Wild leeks like rich soil in deciduous woods throughout Eastern North America. The leaves can be harvested in early spring. The plants need to do all their photosynthesis and store energy for next growing season before tree leaves unfurl. Once the canopy closes, wild leeks die back. The flower stalk appears later.
Be a conservationist
Here’s the second important precaution: think like a conservationist. Anyone who doesn’t respect a valuable source of nutritious food and can’t be bothered to harvest it sustainably has no business foraging. Wild leeks have been so depleted in Quebec that they’re now protected. Help ensure that ramps and other wild edibles remain abundant for next year and the next generation of foragers.
Never take more than 10 percent of the plants. And select one or two other strategies to ensure a continuing source of wild leeks for everyone who wants to enjoy them:
- Collect only from large beds of plants, leaving small colonies to grow.
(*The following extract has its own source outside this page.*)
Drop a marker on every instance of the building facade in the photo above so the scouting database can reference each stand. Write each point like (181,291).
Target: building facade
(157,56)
- Digging into the soil, use a pocket knife to cut the bulb above the base, leaving the roots to regenerate.
- While the bulbs are delicious, the green leaves are also tender and packed with intense onion-garlic flavour. Each plant has two leaves, so take one and let the other nourish the root.
- Start a new colony by transplanting one or two bulbs into a nearby, similar patch of ground that doesn’t have any plants.
- Avoid trampling nearby wildflowers; they need protection, too.
This week I enjoyed cooking wild leeks in a mushroom and cheese omelet, and in crab and asparagus soup. I’m also eager to forage for stinging nettles to combine them with ramps in a zesty spring pesto.
Enjoy spring foraging and let us know how you like to use ramps for a culinary sensation.